3 JOHN - Introduction
THIRD EPISTLE OF ST. JOHN,
St. John commends Gaius for his faith, charity, and hospitality towards
strangers and the ministers of the gospel, to whom he would have every one to give a kind reception, and such charitable assistance
as they can afford, and which others want. (Witham) --- Gaius, to whom this epistle is addressed, is apparently one of the
two disciples of St. Paul, who bore this name. The best known is that of Corinth, with whom St. Paul lodged, and who had been
converted and baptized by St. Paul. Others, with greater probability, suppose it was Gaius, of Derbe, mentioned in Acts xx.
4. All that we know for certain of this Gaius is, that he was a great friend of St. John, that he exercised hospitality with
great zeal and generosity, notwithstanding the harshness and severity of Diotrephes, who appears to have been his bishop,
and who was not willing that hospitality should be shewn to the brethren converted from Judaism. St. John promises to visit
Gaius, and to reprimand Diotrephes. There is great probability that this letter was carried by the converted Jews, who travelled
to diffuse the gospel, and who made a religious point not to enter among the Gentiles, and not to receive any thing from them.

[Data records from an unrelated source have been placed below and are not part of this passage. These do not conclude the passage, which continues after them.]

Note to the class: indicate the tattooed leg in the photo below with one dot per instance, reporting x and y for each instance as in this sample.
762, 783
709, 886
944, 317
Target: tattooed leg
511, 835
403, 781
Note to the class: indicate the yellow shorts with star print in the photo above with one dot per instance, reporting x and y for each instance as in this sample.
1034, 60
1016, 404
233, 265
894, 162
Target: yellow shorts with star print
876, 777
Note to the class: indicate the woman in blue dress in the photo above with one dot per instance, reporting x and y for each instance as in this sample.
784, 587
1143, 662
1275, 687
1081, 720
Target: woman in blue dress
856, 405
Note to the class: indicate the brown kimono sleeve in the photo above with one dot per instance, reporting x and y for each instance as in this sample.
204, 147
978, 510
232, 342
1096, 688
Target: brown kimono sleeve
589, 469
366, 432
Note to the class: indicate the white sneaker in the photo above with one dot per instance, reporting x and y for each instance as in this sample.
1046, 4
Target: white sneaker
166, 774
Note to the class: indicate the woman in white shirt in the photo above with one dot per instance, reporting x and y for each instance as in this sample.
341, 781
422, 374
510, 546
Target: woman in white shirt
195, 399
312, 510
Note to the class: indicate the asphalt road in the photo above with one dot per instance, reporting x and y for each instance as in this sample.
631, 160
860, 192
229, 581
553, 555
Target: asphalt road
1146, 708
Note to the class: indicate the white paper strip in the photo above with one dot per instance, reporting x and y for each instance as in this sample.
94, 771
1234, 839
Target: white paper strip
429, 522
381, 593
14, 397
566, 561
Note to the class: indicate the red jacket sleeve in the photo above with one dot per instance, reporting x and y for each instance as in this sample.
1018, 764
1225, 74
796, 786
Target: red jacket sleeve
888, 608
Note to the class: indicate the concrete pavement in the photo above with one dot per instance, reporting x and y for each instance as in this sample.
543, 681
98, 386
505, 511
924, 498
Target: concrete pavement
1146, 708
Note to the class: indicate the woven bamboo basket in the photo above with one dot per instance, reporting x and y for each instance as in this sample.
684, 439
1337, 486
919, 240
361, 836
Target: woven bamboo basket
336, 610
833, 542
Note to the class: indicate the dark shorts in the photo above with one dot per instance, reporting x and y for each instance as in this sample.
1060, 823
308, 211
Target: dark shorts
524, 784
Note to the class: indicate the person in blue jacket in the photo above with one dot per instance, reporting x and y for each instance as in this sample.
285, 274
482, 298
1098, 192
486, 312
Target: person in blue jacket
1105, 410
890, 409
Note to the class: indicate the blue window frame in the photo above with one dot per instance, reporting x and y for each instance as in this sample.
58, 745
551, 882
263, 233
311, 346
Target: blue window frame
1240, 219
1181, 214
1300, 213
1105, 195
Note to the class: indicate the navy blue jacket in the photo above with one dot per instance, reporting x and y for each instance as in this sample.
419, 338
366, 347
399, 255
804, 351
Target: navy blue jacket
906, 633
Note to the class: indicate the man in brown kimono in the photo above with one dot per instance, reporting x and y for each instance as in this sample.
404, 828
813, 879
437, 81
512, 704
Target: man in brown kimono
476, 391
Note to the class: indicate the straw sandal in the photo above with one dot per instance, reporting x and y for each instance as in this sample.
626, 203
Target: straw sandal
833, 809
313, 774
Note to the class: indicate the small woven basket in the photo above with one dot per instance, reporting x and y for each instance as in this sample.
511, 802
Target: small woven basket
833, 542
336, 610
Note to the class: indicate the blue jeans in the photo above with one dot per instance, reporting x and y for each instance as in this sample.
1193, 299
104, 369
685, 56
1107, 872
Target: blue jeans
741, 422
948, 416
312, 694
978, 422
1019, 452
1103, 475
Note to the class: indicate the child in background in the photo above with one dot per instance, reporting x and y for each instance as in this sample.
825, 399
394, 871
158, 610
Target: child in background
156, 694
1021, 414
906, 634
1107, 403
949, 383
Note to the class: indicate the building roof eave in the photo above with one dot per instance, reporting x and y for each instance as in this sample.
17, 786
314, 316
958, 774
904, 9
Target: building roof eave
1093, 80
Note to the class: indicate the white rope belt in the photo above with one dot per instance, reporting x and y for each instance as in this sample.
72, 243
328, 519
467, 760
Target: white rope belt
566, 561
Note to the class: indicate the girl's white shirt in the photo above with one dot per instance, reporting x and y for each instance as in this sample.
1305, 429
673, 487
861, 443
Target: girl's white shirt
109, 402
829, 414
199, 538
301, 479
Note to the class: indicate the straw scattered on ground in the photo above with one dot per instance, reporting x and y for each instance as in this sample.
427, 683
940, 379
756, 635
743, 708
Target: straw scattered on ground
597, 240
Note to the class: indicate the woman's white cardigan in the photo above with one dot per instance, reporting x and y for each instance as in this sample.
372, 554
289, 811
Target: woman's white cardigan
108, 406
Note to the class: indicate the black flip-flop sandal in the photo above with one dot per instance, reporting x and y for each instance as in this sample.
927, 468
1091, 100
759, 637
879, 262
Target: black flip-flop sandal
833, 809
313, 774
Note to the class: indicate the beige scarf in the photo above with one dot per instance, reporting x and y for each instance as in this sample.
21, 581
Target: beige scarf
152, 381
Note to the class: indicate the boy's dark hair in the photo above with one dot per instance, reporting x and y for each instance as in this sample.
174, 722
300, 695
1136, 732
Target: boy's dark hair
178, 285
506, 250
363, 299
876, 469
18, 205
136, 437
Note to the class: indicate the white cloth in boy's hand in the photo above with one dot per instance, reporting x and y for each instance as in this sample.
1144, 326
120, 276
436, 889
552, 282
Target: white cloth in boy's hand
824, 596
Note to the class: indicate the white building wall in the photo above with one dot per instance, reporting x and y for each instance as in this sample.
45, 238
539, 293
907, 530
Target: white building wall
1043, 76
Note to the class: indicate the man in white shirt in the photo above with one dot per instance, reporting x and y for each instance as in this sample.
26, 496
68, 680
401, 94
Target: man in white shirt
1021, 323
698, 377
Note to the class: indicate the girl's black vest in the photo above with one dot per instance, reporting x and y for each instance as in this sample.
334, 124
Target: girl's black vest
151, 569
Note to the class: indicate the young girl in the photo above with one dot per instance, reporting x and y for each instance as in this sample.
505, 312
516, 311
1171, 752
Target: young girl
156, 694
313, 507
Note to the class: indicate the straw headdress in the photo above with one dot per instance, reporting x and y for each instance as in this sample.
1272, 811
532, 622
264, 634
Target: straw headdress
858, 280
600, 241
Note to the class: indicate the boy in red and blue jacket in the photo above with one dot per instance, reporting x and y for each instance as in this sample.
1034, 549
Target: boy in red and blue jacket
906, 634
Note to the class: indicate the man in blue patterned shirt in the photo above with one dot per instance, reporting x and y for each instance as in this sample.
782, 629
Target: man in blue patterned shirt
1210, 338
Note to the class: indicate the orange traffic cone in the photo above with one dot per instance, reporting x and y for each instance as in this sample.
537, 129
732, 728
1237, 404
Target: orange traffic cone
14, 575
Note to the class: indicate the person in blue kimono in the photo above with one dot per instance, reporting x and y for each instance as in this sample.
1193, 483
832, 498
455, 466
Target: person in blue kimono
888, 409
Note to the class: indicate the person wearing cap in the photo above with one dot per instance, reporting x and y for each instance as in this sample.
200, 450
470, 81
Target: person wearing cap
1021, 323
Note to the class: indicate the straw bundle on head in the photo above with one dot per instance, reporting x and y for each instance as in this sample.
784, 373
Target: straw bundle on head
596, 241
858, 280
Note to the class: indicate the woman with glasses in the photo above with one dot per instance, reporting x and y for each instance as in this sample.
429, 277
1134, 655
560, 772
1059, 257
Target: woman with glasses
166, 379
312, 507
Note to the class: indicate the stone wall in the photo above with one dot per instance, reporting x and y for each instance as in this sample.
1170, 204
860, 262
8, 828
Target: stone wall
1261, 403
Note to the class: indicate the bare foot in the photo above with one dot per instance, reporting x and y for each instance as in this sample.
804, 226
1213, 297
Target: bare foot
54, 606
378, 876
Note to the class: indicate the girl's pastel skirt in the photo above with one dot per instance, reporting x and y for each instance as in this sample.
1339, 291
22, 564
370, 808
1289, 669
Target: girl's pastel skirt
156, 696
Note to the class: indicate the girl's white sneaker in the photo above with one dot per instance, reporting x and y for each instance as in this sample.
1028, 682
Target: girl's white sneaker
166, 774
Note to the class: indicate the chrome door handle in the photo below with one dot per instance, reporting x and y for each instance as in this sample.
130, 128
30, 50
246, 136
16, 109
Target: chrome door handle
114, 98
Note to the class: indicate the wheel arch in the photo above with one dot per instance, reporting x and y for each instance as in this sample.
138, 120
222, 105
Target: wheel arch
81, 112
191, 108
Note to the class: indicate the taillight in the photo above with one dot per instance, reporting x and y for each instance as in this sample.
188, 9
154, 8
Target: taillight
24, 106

It may then be considered as a recommendatory letter in favour of these apostolic men. It appears that great pains were taken
to remove the antipathy that existed between these two parties, even after their conversion. The same seeds of division are
discernible in St. Paul's epistles between the Jews and the converted Gentiles: and one of the earliest concerns of this apostle
was, to suppress in the Jews all sentiments of vanity and self-sufficiency, which made them prefer themselves to the Gentiles;
and in Gentiles a different kind of pride, which caused them to despise the Jews. In the first part of this letter St. John
congratulates Gaius on his good works, and recommends to him certain evangelical preachers, who were to deliver him this letter
as they called upon him. (ver. 1, 8.) In the second part he complains of Diotrephes, who affected independence, and proposes
to Gaius the example of Demetrius, the faithful servant of Jesus Christ, ver. 9. ad finem[to the end].